Wednesday, March 14, From Sawdust to Stardust: I don’t care if you’re not a Star Trek fan. I don’t care if you’ve been living in some weird other world and have no clue who DeForest Kelley was the Original Dr.

You really must read this book. From Sawdust to Stardust: McCoy by Etardust Lee Rioux is an absolutely amazing book about one of the most decent men of the 20th Century–and definitely one of the most sawcust people to go ever through Hollywood.

The down-to-earth son of a Georgia Baptist preacher, DeForest Kelley was all that a true Southern gentleman should be–a Southern gentleman without all the prejudices and stereotypical behaviors ascribed to the people of the South. He always treated women as ladies–without being condescending. He always treated everyone–black, white, Asian, older, younger, it did not matter–with the respect due an equal.

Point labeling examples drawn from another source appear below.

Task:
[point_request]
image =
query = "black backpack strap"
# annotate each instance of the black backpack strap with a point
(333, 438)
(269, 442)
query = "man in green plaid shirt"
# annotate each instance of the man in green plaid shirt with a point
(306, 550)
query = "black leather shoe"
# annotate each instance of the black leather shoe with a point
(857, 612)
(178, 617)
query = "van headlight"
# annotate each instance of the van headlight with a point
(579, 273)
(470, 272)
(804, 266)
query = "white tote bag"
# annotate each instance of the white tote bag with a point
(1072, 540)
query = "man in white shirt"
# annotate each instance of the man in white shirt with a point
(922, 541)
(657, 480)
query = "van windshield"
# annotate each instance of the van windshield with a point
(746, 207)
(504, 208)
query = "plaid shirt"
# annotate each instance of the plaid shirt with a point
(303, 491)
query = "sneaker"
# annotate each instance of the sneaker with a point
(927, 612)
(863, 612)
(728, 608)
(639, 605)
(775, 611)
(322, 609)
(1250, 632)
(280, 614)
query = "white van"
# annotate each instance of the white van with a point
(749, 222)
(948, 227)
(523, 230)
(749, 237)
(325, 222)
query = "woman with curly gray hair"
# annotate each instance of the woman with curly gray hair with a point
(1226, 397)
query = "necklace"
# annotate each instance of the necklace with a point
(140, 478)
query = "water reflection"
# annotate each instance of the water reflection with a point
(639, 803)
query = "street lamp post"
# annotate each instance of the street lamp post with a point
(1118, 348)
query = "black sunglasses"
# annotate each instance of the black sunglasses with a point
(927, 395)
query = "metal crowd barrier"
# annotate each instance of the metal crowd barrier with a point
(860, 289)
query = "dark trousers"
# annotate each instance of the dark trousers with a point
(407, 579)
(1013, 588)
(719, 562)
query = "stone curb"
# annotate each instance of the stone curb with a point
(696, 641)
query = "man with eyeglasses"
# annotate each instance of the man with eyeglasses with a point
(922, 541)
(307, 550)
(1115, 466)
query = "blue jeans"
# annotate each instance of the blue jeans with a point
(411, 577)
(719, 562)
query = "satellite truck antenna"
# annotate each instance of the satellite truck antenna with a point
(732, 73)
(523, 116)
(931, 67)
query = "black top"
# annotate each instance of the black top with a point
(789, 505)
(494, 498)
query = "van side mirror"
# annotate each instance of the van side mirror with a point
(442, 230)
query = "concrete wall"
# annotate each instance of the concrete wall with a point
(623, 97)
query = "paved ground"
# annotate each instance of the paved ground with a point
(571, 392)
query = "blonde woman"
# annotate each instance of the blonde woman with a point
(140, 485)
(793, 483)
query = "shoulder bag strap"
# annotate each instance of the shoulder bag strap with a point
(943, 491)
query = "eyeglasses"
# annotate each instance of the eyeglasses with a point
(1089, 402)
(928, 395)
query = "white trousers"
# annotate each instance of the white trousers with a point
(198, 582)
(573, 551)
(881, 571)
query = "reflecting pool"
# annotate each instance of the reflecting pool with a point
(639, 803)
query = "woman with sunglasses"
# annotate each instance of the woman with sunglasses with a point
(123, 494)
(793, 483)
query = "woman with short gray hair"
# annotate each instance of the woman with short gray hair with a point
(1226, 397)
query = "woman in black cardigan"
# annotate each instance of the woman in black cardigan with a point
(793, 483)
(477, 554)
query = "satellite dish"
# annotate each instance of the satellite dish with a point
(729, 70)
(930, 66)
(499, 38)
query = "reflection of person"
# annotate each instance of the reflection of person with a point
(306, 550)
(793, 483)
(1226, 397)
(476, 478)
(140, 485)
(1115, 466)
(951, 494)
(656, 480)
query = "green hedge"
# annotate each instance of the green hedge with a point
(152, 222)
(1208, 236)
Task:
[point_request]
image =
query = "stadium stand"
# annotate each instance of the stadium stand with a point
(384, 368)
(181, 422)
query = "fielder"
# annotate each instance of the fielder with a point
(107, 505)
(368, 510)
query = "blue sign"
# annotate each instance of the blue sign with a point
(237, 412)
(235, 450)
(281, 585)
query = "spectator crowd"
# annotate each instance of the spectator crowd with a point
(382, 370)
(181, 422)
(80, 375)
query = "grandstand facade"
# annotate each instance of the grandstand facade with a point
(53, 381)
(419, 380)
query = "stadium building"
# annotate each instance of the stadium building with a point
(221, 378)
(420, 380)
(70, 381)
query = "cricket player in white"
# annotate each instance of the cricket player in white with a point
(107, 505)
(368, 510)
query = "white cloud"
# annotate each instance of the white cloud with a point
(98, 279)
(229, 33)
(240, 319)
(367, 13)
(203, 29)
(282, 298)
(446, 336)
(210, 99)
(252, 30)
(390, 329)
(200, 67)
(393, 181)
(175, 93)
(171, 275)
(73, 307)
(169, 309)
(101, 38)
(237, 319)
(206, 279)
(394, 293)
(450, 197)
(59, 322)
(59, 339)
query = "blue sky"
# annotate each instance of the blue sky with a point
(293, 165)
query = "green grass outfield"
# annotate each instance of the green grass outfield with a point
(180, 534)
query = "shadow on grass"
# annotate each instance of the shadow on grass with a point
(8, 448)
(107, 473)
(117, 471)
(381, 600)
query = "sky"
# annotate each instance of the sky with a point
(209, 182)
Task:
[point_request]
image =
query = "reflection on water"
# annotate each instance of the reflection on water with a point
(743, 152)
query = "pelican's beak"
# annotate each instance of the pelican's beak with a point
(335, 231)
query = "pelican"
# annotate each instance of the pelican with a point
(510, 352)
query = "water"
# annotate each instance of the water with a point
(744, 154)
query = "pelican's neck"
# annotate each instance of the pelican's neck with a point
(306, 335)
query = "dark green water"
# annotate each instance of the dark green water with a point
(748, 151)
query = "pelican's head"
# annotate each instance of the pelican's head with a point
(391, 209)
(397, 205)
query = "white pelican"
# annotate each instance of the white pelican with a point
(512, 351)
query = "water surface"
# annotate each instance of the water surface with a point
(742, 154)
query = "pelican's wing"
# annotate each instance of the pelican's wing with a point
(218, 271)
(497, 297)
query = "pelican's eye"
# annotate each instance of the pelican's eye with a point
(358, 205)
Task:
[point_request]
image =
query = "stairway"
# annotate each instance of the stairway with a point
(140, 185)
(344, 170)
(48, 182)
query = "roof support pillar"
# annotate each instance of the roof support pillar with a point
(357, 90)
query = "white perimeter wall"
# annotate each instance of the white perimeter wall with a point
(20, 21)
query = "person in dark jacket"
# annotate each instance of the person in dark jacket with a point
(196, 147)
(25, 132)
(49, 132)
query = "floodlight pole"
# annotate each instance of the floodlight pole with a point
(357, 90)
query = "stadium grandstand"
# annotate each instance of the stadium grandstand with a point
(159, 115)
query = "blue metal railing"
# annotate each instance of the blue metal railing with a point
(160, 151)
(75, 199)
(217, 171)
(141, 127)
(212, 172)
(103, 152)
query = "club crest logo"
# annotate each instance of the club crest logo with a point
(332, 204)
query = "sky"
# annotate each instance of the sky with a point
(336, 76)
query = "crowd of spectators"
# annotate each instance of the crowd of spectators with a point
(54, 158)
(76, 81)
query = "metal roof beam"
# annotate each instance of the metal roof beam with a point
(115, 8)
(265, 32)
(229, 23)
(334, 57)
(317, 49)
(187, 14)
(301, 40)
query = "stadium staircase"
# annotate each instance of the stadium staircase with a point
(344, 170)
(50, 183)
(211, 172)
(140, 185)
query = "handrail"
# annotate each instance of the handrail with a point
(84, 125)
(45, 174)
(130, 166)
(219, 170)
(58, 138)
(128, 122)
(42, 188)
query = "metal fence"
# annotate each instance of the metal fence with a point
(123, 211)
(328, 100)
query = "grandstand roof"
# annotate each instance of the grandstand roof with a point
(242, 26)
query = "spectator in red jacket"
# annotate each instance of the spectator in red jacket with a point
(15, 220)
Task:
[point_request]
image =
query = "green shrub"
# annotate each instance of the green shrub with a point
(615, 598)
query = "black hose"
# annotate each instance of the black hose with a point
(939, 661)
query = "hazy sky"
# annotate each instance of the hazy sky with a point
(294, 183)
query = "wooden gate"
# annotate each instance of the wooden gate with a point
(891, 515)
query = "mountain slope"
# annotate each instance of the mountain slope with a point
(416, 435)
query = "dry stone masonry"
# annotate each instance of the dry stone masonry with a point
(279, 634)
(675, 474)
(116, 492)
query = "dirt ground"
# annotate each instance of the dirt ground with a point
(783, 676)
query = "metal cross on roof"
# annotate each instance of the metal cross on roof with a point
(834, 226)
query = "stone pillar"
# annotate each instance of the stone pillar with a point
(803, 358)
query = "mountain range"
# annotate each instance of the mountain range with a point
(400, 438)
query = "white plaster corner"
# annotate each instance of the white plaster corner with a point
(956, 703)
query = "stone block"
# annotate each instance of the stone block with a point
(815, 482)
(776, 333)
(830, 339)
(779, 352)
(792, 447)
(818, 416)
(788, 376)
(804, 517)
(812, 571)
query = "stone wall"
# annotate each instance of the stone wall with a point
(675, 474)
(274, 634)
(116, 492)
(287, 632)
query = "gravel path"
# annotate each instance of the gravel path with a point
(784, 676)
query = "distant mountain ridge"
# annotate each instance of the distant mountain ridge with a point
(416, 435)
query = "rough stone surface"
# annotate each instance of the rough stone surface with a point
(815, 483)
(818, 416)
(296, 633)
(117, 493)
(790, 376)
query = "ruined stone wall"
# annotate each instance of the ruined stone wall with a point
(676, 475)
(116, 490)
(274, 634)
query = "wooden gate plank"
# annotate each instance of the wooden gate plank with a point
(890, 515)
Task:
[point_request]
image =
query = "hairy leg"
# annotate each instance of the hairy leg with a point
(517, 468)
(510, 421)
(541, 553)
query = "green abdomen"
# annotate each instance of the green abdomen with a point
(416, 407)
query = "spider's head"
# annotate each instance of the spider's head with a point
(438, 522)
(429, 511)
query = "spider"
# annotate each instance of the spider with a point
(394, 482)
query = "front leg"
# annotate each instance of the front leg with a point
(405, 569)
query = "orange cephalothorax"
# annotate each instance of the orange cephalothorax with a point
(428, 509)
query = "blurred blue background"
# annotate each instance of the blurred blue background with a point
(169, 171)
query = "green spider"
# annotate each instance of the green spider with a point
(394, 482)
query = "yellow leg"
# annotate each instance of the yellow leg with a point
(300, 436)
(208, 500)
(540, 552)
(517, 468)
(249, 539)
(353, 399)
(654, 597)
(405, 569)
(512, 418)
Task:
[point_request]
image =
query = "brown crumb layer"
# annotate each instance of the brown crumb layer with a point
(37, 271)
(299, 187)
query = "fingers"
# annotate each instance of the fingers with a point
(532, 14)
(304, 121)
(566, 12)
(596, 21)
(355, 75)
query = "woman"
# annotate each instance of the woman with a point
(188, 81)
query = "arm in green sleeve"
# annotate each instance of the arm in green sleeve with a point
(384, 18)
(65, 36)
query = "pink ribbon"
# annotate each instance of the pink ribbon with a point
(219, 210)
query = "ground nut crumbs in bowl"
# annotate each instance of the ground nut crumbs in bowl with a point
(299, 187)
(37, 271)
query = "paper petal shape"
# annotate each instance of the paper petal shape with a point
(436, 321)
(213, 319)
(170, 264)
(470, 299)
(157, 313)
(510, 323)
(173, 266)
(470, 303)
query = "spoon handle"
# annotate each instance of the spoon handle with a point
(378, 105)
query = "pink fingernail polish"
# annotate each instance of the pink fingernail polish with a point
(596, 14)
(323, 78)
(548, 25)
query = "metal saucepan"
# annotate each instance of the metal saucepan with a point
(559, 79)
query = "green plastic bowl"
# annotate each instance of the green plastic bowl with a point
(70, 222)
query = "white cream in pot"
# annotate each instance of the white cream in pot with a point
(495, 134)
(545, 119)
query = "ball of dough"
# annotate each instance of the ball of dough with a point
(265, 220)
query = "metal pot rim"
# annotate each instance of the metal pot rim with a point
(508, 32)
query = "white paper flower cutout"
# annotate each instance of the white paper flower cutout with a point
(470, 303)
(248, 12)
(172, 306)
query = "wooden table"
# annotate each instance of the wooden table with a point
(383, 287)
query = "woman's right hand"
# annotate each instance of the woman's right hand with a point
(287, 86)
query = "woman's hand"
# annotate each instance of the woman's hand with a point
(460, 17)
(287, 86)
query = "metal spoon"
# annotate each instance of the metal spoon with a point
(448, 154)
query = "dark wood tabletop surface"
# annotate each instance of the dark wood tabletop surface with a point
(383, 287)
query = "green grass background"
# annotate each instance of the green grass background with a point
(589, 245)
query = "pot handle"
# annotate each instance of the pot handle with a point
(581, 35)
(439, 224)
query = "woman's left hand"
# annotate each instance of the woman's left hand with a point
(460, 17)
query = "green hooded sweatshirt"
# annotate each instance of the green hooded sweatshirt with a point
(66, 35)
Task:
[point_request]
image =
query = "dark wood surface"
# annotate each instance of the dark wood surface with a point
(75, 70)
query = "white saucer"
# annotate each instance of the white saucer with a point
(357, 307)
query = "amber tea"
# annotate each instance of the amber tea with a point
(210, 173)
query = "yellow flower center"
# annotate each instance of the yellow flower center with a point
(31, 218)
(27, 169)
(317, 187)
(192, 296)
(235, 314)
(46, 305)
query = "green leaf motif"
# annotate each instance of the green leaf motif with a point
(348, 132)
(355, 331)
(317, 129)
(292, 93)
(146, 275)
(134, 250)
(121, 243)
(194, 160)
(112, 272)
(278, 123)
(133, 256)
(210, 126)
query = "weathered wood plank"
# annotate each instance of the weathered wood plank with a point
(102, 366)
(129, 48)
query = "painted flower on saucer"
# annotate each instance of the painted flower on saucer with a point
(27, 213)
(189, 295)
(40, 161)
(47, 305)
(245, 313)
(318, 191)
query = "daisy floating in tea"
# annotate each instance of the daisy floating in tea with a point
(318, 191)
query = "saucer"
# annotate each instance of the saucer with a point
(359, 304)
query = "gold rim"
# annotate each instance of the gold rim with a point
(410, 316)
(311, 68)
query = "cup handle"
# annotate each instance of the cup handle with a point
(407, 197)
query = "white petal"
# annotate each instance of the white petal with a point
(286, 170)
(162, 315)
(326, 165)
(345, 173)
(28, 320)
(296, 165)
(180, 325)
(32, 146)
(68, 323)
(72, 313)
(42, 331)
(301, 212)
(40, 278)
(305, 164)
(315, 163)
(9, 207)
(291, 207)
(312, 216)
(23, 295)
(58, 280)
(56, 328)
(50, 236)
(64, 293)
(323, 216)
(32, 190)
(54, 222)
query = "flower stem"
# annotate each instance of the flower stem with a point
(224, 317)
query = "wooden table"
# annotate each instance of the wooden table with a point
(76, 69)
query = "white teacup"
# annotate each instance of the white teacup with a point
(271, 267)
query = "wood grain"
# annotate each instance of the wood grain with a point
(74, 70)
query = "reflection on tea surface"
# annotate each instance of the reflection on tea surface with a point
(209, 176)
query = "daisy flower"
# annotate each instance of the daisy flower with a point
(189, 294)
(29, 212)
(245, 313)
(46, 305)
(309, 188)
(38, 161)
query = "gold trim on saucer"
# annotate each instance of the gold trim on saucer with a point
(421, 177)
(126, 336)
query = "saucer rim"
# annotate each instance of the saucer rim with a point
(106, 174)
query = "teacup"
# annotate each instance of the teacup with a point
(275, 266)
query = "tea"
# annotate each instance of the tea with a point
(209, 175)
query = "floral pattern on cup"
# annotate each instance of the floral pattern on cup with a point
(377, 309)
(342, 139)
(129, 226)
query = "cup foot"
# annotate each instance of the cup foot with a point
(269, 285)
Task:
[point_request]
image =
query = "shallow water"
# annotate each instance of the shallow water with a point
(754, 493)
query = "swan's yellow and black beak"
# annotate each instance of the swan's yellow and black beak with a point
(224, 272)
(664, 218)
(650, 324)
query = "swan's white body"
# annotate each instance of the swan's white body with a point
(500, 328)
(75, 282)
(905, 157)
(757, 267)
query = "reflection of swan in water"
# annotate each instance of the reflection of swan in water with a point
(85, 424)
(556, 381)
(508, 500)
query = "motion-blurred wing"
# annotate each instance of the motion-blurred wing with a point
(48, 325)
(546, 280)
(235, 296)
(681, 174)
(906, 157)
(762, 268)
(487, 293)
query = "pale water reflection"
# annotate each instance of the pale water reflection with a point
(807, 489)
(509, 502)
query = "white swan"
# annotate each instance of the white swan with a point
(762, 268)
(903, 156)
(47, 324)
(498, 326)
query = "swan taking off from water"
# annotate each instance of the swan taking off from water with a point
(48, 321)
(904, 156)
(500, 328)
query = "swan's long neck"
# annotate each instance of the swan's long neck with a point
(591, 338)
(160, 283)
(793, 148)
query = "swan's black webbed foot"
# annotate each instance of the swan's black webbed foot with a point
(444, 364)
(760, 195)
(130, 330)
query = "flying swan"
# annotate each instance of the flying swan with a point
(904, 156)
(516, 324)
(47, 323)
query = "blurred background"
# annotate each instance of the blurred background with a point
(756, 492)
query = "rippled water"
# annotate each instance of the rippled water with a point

He grew up with certain principles–principles that came both from his preacher father and his gentle mother–and he never let them go. Not when trying hard to make his way in the dog-eat-dog world of movie industry and not even when late in life he finally reached the star status which being part of the iconic Star Trek mythos brought him.

In the glittering world of Hollywood where marriage partners could be changed as often as one’s outfits, Kelley remained married to the same woman for over 40 years.

And not only remained married, but friends said he was just as in love and just as romantic as when he first courted her. He was infinitely patient with the clamoring fans who loved him for wawdust space age doctor he portrayed. And up until the end of his life, he had all his fan mail delivered sawduat to his home and he and his wife Carolyn opened, read, and answered every piece they possibly could.

He touched more lives “playing a doctor on TV” than he ever could have had he become one in real life–visiting sick children who were fans, inspiring young people to become doctors themselves, and influencing everyone he met to be kinder, gentler, and better than they were before.

Terry Lee Rioux has given us an incredible look at a truly remarkable person.

From Sawdust to Stardust | Memory Alpha | FANDOM powered by Wikia

McCoy has always been my favorite Star Trek character. DeForest Kelley is one of my favorite human beings. Posted by Bev Hankins at Newer Post Older Post Home.